This was my first academic conference and I now see how different they are from the professional conferences I had attended in the past. I enjoyed the succinctness of the presentations and the focus on research. As a new doctoral student it was very interesting for me to learn what type of research is going on in the field and how I might benefit from this exposure to the work of others.
The entire experience was encouraging and energizing and I met a number of people whose work I had read previously, such as D. Grant Campbell. He presented "Global Standards and Social Contracts: The Political Economy of Bibliographic Description" in which he questioned how the discourses surrounding different information communities affect how these communities can and do talk to each other. He referred to Michel Foucault and the concept of discourse formation and related all to collaboration on a whole new level with the advent of RDA.

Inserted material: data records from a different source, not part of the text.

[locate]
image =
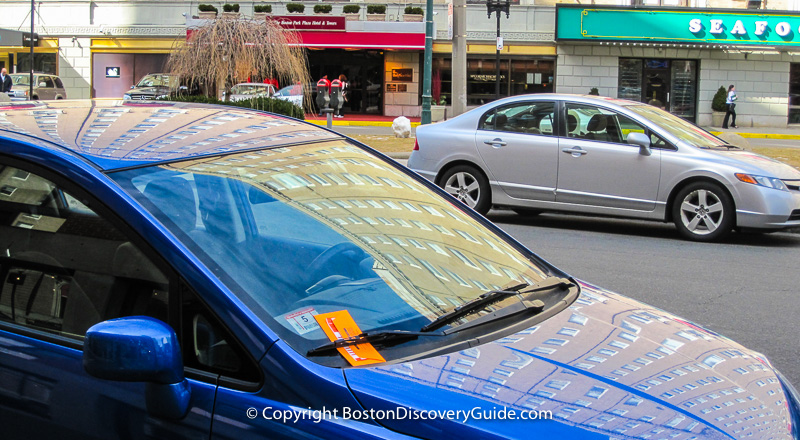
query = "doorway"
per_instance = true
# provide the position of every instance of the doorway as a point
(364, 71)
(667, 84)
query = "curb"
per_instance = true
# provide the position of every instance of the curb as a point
(341, 123)
(760, 135)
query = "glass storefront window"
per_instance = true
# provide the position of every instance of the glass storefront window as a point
(794, 93)
(42, 62)
(668, 84)
(527, 75)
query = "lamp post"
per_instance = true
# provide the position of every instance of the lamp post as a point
(30, 93)
(427, 68)
(497, 6)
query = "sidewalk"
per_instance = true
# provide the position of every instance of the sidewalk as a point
(379, 121)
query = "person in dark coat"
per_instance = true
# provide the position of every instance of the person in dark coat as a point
(5, 81)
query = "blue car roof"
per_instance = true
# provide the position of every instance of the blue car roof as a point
(120, 134)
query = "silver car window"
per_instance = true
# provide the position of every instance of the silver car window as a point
(521, 117)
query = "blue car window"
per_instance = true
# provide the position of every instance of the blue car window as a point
(324, 227)
(64, 268)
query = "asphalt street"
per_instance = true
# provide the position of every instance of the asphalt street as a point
(745, 288)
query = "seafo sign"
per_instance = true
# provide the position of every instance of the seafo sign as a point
(574, 22)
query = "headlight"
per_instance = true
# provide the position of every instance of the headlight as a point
(769, 182)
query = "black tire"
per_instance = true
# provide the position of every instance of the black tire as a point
(703, 211)
(468, 185)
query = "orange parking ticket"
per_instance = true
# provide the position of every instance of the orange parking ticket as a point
(340, 325)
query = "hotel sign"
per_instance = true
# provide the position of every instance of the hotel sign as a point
(677, 26)
(310, 22)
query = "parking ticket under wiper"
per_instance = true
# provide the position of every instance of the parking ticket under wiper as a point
(384, 338)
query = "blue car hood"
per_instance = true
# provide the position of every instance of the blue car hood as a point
(607, 366)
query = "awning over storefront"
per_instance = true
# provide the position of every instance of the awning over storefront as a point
(363, 40)
(712, 28)
(335, 35)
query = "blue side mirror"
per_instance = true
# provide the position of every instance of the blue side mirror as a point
(140, 349)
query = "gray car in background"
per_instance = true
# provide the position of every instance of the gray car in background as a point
(604, 156)
(45, 87)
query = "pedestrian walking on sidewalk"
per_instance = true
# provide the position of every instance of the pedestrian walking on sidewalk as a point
(731, 112)
(5, 81)
(344, 94)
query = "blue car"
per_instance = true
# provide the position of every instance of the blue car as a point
(174, 270)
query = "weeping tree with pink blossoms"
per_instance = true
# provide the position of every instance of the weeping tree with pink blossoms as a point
(222, 52)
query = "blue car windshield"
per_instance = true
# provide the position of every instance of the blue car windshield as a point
(326, 227)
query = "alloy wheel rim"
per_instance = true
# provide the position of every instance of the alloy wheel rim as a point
(464, 187)
(702, 212)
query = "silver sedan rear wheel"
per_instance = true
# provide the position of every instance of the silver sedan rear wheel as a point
(469, 186)
(703, 211)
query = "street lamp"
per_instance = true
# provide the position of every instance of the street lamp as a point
(427, 67)
(497, 6)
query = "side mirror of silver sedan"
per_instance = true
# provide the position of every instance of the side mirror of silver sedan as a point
(642, 140)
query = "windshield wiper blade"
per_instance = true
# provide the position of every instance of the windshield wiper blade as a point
(488, 298)
(385, 338)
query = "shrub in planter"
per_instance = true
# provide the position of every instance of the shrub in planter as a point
(322, 9)
(351, 9)
(718, 102)
(295, 7)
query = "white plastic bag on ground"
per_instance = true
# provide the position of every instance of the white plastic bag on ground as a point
(401, 127)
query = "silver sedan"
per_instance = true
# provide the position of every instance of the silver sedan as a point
(605, 156)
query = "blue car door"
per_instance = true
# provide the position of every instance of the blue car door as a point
(64, 268)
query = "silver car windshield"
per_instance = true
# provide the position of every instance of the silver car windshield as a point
(327, 227)
(683, 130)
(156, 81)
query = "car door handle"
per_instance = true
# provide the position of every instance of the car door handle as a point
(497, 142)
(575, 151)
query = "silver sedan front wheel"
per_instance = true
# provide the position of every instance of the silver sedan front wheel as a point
(469, 186)
(703, 211)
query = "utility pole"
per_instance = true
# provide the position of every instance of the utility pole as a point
(459, 67)
(427, 65)
(497, 6)
(30, 92)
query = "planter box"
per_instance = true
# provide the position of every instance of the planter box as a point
(438, 112)
(717, 118)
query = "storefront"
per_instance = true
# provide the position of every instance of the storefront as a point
(677, 59)
(15, 53)
(117, 63)
(523, 69)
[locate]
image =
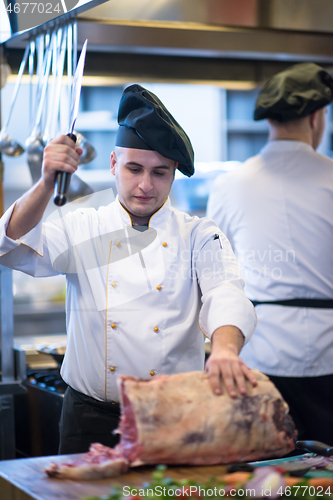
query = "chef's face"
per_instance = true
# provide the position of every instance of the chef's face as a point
(143, 181)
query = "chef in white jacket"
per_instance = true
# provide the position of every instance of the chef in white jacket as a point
(277, 212)
(146, 284)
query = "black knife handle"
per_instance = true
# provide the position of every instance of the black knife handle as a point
(315, 447)
(61, 185)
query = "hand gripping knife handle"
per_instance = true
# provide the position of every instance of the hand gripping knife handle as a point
(61, 185)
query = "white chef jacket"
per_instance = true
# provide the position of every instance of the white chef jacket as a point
(277, 212)
(134, 309)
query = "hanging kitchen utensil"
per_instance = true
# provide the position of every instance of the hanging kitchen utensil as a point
(8, 145)
(49, 120)
(89, 152)
(35, 143)
(31, 74)
(63, 178)
(61, 53)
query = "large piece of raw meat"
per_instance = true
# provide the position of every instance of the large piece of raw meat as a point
(176, 419)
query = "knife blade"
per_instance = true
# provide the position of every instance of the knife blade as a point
(62, 179)
(315, 447)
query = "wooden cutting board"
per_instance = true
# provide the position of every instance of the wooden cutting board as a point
(24, 479)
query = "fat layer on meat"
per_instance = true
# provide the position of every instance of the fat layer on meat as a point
(177, 419)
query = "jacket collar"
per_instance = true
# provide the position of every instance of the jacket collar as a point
(157, 219)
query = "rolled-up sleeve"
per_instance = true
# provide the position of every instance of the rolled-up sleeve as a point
(223, 299)
(29, 253)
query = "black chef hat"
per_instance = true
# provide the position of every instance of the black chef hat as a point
(145, 123)
(294, 93)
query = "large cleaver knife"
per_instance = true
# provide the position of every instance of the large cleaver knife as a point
(62, 179)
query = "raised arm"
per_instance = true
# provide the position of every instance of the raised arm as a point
(61, 154)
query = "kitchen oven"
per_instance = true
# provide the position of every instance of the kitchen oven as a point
(37, 413)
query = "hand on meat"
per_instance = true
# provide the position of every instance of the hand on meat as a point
(224, 362)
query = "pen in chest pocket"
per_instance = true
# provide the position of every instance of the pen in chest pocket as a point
(217, 237)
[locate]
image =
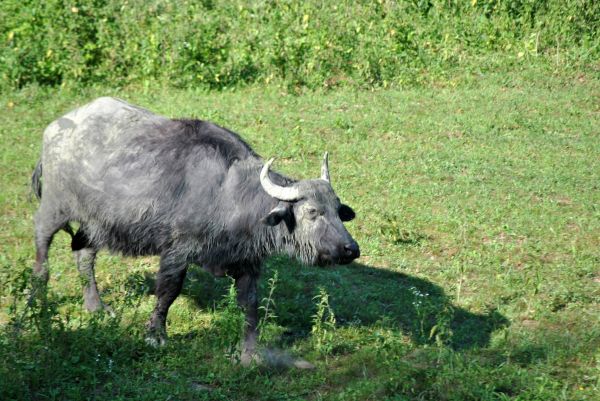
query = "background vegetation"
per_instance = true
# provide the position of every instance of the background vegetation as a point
(464, 134)
(218, 44)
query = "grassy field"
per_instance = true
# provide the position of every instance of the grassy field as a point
(478, 219)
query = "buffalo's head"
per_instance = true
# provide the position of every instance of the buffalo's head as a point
(314, 218)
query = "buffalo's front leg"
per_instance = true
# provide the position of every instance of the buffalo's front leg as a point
(169, 282)
(246, 285)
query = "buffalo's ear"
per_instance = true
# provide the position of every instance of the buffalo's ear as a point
(346, 213)
(276, 215)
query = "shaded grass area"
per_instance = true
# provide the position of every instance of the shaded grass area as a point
(479, 223)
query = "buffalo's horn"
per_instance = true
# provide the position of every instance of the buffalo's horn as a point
(325, 167)
(276, 191)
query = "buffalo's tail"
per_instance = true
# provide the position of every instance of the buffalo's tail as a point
(36, 183)
(36, 189)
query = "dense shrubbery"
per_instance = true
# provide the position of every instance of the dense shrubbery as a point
(218, 43)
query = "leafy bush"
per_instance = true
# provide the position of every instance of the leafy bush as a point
(218, 44)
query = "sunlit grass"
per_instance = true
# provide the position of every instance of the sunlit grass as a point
(479, 223)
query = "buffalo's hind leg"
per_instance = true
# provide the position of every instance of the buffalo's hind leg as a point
(48, 221)
(246, 286)
(85, 257)
(169, 282)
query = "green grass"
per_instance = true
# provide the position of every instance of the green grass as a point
(478, 219)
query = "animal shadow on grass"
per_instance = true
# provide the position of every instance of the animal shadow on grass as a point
(359, 295)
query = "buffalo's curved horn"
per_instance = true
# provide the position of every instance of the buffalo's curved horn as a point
(325, 167)
(276, 191)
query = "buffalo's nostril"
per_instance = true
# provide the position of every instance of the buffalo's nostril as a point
(352, 250)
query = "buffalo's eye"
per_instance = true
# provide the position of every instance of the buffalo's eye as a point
(346, 213)
(312, 213)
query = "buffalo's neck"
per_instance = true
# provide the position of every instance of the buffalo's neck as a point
(268, 239)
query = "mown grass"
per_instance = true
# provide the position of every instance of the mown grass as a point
(479, 222)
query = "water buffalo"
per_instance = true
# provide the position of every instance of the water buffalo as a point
(188, 190)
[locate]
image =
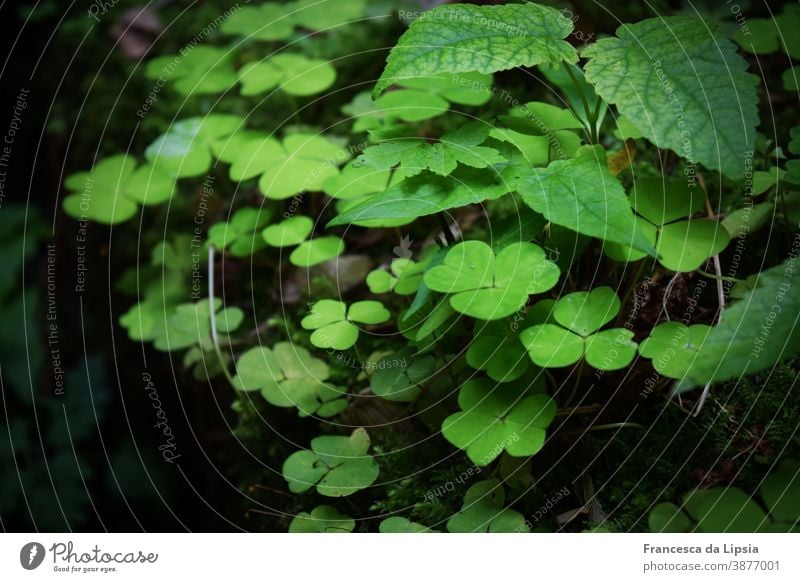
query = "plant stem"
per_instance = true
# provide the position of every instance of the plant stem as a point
(587, 110)
(213, 317)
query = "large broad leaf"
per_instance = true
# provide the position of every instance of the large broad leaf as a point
(459, 38)
(755, 332)
(427, 194)
(683, 86)
(582, 195)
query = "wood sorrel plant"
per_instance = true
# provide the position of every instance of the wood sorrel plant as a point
(497, 336)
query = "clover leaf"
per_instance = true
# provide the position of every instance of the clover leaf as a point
(113, 190)
(294, 74)
(399, 376)
(289, 232)
(184, 151)
(287, 375)
(301, 162)
(241, 235)
(197, 70)
(483, 512)
(673, 347)
(398, 524)
(411, 156)
(495, 418)
(322, 519)
(316, 251)
(404, 277)
(334, 325)
(337, 465)
(579, 316)
(682, 245)
(488, 286)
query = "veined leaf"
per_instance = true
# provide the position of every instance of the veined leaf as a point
(582, 195)
(755, 332)
(457, 38)
(683, 86)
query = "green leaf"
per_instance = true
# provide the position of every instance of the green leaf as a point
(293, 74)
(684, 246)
(584, 312)
(582, 195)
(673, 346)
(316, 251)
(727, 510)
(699, 101)
(756, 331)
(519, 35)
(495, 418)
(337, 465)
(331, 321)
(663, 200)
(424, 195)
(322, 519)
(289, 232)
(551, 346)
(497, 350)
(486, 286)
(483, 512)
(184, 150)
(398, 524)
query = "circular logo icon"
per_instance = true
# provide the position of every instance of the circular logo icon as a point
(31, 555)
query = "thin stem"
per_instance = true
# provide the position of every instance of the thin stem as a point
(213, 316)
(587, 110)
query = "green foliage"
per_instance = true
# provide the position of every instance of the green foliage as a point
(580, 315)
(673, 96)
(483, 512)
(113, 190)
(731, 510)
(485, 285)
(520, 35)
(334, 323)
(498, 418)
(338, 466)
(287, 375)
(322, 519)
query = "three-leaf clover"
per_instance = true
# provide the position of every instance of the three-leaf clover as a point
(497, 350)
(185, 150)
(322, 519)
(337, 465)
(113, 190)
(412, 155)
(498, 417)
(483, 512)
(197, 70)
(580, 315)
(301, 162)
(334, 323)
(294, 74)
(241, 235)
(403, 277)
(662, 206)
(488, 286)
(287, 375)
(397, 524)
(673, 347)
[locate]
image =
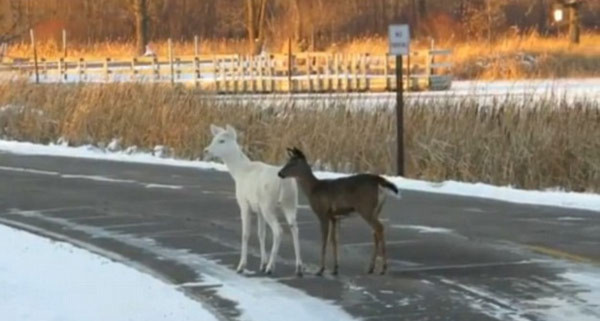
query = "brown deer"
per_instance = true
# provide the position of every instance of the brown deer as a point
(332, 199)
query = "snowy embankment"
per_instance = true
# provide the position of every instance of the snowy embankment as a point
(586, 201)
(45, 280)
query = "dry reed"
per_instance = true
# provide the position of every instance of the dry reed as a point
(530, 144)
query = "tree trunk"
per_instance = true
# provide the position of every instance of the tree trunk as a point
(141, 25)
(255, 23)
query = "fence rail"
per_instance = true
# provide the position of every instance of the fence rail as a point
(265, 73)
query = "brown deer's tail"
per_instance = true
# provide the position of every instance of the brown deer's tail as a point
(387, 184)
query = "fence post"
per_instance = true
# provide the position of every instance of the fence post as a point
(386, 72)
(64, 43)
(156, 68)
(134, 72)
(290, 59)
(171, 61)
(178, 68)
(60, 68)
(367, 69)
(271, 66)
(44, 68)
(197, 71)
(34, 48)
(80, 69)
(259, 64)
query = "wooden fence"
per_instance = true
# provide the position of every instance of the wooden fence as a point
(265, 73)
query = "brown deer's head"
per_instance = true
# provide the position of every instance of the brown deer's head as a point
(297, 166)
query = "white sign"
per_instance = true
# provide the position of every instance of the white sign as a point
(399, 36)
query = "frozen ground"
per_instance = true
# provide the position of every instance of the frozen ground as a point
(504, 193)
(41, 279)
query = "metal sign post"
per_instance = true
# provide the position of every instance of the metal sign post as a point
(399, 37)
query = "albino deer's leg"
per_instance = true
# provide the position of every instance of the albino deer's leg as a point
(262, 233)
(290, 215)
(334, 244)
(270, 215)
(324, 240)
(245, 214)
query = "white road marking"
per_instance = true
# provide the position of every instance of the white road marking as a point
(96, 178)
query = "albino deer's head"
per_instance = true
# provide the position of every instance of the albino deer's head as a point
(224, 143)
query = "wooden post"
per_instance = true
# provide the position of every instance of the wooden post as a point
(217, 72)
(80, 69)
(61, 68)
(235, 71)
(308, 72)
(156, 68)
(336, 64)
(366, 70)
(197, 71)
(106, 70)
(34, 48)
(171, 61)
(386, 72)
(574, 23)
(64, 43)
(44, 68)
(259, 64)
(134, 71)
(328, 73)
(399, 117)
(355, 71)
(272, 63)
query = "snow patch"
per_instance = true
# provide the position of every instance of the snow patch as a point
(423, 229)
(585, 201)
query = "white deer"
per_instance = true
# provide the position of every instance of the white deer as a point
(258, 189)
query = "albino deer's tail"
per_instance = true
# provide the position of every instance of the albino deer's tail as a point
(389, 186)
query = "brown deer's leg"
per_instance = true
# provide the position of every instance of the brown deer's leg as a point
(379, 229)
(324, 240)
(334, 244)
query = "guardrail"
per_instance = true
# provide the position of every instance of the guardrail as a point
(265, 73)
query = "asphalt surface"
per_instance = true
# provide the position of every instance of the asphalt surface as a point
(451, 258)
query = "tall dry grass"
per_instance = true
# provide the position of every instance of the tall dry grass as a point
(508, 57)
(529, 144)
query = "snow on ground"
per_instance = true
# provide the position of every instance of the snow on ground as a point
(586, 201)
(258, 299)
(423, 229)
(46, 280)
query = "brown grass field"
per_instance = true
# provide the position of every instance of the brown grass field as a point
(533, 144)
(508, 57)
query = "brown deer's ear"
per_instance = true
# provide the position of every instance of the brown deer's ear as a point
(298, 153)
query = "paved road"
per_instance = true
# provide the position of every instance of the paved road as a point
(452, 258)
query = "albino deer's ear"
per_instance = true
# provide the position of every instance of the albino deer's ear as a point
(231, 131)
(215, 130)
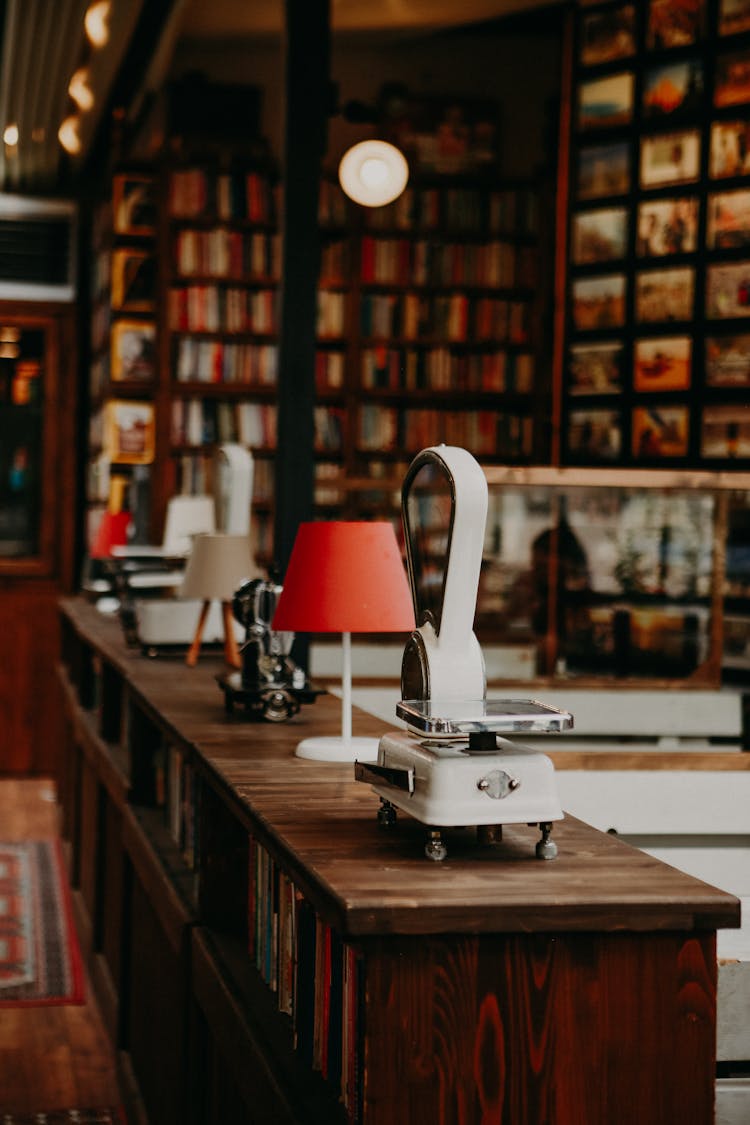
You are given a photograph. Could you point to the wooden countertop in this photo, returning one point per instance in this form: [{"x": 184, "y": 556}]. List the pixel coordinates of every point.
[{"x": 368, "y": 881}]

I also met Olha Buchel, whose work we had used as a learning example in Margaret Kipp's mashups class during my last semester in the MLIS program. I was able to discuss her recently defended dissertation that involved georeferencing, something I am increasingly interested in as I head further into my own IO studies.
Angela Pollak's research on experiential information acquisition versus information gained through more traditional or formal education was based on her interviews with Ontario bushmen, or loggers, and she reported on the differences in how they learned what they know in comparison with foresters who work in the same area. She then highlighted some of the ways that experiential knowledge is gained, viewed by outsiders, and sometimes superior to traditional education.
Matthew Woolhouse used data from the Nokia corporation on 1.8 million music downloads from 13 countries to illuminate some interesting discoveries. The data did not include individuals' names or genders, but did reveal country location, time of day of each download, and into which predetermined broad music genre an item fell. The data reveal that the Finns download nearly twice as much music from Nokia as any other country showing up in the study (the US was not included), downloaders in the UK love hard rock, and Italians tend to download opera. Mr. Woolhouse, to humorous effect, cited psychological research that informs connections between personality traits and a propensity towards certain types of music.
Other presentations looked at information behavior, such as that displayed in the acknowledgement sections of books, or the attributes of "deep" information seekers and how their high needs for cognition affect how they search, what they find and how they utilize their results.
The very last slot of the conference was given to Richard Smiraglia and me for our paper entitled "Cultural Curation as Classification: The Evolution of the Bibliography and Taxonomy for The Encyclopedia of Milwaukee." I am thankful for the opportunity I had to give this presentation to the SOIS IOrg in advance of the conference. The actual presentation went well and was positively received.